Objective: To investigate the role of Toll-like Receptor 7 (TLR7) in the development of neuropsychiatric lupus (NPSLE) in the B6.Nba2 murine model of SLE.

Methods: TLR7-deficient B6.Nba2 mice were evaluated for the development of NPSLE symptoms through behavioral testing with comparison groups of wild-type NPSLE-prone B6.Nba2 and B6 controls. Behavioral testing results were evaluated in the context of biomarker data, including flow cytometry for immune cell activation, and enzyme-linked immunosorbent assays (ELISA) to measure serum cytokine and autoantibody levels, including autoantibodies against double stranded DNA (dsDNA) and DWEYS peptide. Brain and spleen tissues waere harvested, and immuno histochemical studies and inflammatory gene activation obtained via qPCR were further analyzed to characterize immune system activation and SLE and NPSLE development in the mice.

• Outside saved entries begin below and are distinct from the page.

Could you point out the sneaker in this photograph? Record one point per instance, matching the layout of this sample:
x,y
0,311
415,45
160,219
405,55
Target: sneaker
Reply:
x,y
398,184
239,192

Results: TLR7-deficient mice exhibited reduced signs of systemic SLE, including decreased splenomegaly, anti-dsDNA titers, and immune cell activation compared to wild-type mice. However, TLR7-deficient mice displayed a similar behavioral pattern to the NPSLE-prone B6.Nba2 mice, indicating NPSLE development was not influenced by TLR7. Knockout of TLR7 in B6.Nba2 mice also led to increased expression of TLR4 and TLR9, which suggests a possible role for these receptors in NPSLE pathogenesis.

Conclusion: While systemic lupus-like disease in the B6.Nba2 mouse model is dependent on TLR7, NPSLE development is not and may be influenced by TLR4 and TLR9 signaling. Thus, there may be separate mechanisms driving peripheral SLE compared to NPSLE with possible implications for pharmacologic management.